Slovakia: Tainted by corruption in Bratislava, in charge of privatisation in Athens
7 August 2012
SME, The Slovak Spectator
In January 2012, when the “Gorilla” scandal hit the headlines, Anna Bubeníková found herself at the centre of revelations of corruption in Slovakia contained in intelligence reports published on the Internet and was forced to resign as director of the National Property Fund (FNM), where she was responsible for privatisation. Today, SME reports ironically, she is “the saviour of the euro”. For, as revealed by Slovakian television channel Markíza TV, she has been chosen to serve on a European Commission committee to oversee privatisation in Greece.
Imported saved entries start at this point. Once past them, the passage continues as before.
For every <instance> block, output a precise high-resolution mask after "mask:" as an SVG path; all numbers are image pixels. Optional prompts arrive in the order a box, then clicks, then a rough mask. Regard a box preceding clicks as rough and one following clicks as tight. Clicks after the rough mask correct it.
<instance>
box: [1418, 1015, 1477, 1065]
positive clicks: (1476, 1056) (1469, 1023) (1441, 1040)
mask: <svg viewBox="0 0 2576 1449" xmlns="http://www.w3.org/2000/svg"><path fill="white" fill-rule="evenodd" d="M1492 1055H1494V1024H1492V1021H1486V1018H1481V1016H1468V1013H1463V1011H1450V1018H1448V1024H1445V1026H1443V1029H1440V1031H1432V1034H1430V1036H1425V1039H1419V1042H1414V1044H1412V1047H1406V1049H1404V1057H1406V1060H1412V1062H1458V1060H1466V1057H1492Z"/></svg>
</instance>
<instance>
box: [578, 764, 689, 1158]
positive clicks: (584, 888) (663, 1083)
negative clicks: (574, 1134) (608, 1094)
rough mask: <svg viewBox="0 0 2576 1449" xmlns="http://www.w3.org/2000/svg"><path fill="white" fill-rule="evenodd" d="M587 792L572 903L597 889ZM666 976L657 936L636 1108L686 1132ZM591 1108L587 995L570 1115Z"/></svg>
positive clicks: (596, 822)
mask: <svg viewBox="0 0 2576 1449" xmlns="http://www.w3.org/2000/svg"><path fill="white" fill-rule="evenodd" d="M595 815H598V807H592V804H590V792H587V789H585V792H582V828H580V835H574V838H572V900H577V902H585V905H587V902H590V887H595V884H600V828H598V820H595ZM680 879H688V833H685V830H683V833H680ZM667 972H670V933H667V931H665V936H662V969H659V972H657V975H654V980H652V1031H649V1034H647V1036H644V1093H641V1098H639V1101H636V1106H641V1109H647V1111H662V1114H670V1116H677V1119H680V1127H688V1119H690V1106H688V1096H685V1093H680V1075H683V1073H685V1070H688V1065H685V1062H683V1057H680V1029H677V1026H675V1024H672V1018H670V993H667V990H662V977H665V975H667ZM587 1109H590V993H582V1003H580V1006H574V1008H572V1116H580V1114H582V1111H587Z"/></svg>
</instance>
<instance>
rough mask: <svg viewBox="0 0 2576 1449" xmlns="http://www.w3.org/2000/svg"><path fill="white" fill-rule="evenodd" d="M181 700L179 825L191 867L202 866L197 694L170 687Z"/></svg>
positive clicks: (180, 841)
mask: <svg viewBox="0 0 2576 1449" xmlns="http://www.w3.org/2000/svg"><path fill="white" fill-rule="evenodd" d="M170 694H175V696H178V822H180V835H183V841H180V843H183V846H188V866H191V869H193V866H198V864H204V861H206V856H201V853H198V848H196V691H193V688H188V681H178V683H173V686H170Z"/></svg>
Anna Bubeníková was recommended to the EU in July 2011 by former Slovak Finance Minister Ivan Miklos. The government in power in Slovakia since March, however, is now calling for her appointment be reconsidered by the Eurogroup “due to ethical concerns,” explains the Slovak Spectator.
However, notes SME, the Slovak justice system has still not seen fit to question Bubeníková. Cynically, the daily writes that “if the troika [EU-ECB-IMF] is indifferent” to the allegations of corruption hanging over Bubeníková, “there is no reason it should not help the Greeks.” After all,
If the tempo of privatisation in Greece were just half the tempo of privatisation in Slovakia, there would be a good chance of saving the eurozone. [...] As stated in the “Gorilla” document, Bubeníková is very efficient. Selling off 50 billion euros of assets by the deadline of 2015 should be a cakewalk for her.